EDIT: I think if you want to keep the build events around, it probably makes sense to archive the pipeline rather than delete it (in which case we wouldn't try to delete the build events in the first place). It probably doesn't always make sense to enable the "build log reaper" - but that's opt-in, anyway.

How should Concourse be expected to authenticate itself to a remote log store, given that not all users should see all logs, and remote systems have their own idea of how access control works? (That's still the case for the current proposal as well, since a given EventStore would have to implement that logic in some fashion.)

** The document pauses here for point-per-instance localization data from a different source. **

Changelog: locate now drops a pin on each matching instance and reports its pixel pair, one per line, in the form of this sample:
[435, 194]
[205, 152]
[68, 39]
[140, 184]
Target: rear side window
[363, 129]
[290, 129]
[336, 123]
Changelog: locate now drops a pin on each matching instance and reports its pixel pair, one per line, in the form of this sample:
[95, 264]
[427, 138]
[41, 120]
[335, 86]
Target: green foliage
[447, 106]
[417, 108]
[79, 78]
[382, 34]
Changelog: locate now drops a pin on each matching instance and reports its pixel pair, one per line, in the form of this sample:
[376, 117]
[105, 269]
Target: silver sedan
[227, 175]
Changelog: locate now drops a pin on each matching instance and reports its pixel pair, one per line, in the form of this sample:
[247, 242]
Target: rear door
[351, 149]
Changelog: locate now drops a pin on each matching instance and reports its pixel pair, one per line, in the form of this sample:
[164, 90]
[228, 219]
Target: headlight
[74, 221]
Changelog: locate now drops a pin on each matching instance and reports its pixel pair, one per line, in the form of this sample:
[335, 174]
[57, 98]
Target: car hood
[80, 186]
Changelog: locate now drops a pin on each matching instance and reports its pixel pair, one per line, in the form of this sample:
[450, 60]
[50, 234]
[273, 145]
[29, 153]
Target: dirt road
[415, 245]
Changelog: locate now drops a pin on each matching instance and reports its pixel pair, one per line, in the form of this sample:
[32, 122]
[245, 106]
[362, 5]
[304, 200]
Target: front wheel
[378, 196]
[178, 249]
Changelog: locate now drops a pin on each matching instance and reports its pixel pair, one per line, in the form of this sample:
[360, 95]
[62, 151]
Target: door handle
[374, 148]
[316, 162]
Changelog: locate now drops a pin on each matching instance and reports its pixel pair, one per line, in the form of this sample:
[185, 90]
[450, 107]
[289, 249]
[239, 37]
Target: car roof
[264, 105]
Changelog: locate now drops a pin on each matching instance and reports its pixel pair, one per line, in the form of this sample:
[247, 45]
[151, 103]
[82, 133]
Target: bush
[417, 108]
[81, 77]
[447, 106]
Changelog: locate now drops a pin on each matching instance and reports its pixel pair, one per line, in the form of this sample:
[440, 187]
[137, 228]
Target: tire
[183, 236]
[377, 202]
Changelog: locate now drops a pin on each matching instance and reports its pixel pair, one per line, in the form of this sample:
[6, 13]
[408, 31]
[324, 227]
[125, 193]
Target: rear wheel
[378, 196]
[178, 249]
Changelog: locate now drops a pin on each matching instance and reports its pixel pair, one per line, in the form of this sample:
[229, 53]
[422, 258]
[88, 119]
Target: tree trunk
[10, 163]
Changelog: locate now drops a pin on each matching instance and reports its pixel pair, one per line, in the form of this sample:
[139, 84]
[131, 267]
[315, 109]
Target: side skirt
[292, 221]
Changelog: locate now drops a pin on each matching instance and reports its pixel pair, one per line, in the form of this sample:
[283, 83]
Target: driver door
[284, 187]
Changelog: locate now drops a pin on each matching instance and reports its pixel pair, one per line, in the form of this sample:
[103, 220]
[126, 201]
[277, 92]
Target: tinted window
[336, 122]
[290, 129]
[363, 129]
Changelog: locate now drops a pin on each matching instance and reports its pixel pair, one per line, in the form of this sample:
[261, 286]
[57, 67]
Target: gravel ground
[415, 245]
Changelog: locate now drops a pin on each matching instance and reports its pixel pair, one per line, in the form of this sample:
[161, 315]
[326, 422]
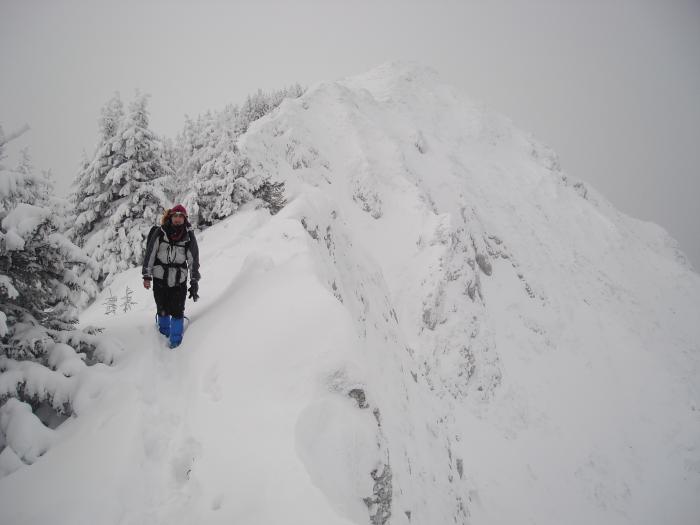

I'm not 100% sure of what types of access control remote systems have, so maybe you could speak more to that. I kind of envisioned it as working like it does currently with Postgres: the ATC is provided credentials that would grant access to all build events, and Concourse implements handles user access controls by team at the API. So, EventStore implementations assume they're able to access build events for any build with the credentials they're configured with, and it's up to Concourse not to serve build events to users who aren't able to access them.